The largest contemporary urban creation platform developed by Drew Chadhall to find support for and bring attention to young creators in Gaborone is shockingly coming to an end, come December 2019.
Chillstep Sundays is inspired by the roles that creativity and this new generation of creators, fashion enthusiast and fun-lovers play in the transformation of life in our city. Drew shines a light on the living portrait of a new generation of creators that shapes customs, attitudes, lifestyles…This platform is an unprecedented, ambitious project, which has the potential to grow the entertainment industry in Botswana.

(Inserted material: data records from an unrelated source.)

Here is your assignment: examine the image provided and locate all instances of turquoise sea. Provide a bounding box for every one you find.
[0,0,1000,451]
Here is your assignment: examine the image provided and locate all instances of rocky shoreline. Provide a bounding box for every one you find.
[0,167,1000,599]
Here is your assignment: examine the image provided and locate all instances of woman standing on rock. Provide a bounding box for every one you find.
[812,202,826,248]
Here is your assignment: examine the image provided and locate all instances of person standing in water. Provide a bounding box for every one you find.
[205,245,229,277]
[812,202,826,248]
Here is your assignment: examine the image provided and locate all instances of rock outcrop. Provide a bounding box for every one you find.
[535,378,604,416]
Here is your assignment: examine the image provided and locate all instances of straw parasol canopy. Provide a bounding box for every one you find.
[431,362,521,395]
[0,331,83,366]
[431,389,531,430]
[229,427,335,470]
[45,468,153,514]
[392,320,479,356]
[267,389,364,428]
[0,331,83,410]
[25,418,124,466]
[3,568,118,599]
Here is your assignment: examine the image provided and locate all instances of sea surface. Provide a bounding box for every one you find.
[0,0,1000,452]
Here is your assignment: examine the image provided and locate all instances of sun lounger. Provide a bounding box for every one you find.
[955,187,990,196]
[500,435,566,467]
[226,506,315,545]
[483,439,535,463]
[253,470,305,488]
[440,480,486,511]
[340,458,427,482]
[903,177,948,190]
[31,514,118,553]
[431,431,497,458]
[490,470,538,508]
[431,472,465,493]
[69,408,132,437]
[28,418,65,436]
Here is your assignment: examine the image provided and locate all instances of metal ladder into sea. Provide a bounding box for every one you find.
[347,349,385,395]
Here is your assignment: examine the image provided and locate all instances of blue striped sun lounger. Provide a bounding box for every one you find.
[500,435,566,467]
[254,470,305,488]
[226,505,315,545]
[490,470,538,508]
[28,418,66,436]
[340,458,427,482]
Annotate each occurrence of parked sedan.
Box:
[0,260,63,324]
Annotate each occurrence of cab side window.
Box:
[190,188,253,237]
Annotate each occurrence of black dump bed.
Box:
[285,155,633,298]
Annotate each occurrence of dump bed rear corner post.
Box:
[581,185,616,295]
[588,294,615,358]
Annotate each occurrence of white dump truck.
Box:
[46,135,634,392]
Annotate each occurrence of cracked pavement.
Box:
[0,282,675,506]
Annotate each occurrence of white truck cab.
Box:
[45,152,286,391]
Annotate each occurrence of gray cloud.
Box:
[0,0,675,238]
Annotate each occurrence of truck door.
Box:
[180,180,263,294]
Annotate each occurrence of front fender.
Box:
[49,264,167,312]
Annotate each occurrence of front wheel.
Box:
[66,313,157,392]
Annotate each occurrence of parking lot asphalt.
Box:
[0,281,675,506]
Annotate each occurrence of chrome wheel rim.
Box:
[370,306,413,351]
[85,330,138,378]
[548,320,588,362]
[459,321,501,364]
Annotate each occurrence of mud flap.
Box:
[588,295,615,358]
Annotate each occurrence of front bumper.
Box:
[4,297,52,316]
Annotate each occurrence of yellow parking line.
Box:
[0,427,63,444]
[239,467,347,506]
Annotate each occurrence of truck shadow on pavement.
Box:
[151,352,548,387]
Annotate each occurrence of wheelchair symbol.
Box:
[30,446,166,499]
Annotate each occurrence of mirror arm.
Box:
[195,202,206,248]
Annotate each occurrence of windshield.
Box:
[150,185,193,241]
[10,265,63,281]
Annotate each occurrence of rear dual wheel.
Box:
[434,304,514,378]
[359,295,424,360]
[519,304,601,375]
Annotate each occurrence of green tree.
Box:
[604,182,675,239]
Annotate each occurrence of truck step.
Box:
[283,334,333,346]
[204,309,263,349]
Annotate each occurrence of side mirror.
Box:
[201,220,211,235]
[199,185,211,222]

Sadly though, the event has reached bedrock. Weekend Life reporter Tlhabo Kgosiemang came across a short, less detailed statement on social media declaring the end of road of this incredible project. The statement posted on the 3rd October at six in the evening reads ‘’December marks the very last Chillstep Sunday’s. Trust that October, November and December editions will be memorable, the shutdown being the most timeless. Join us as we reflect and share a lot on an interesting and fun journey the last four years been. #Thefinalstep. For Chillstep Sunday’s cohorts and allies, this was the hardest pill to swallow. It’s sad but true; there will be no more Chillstep Sunday’s come 2020. Was a miserable slant to end the year, which was somehow off-putting in its own way!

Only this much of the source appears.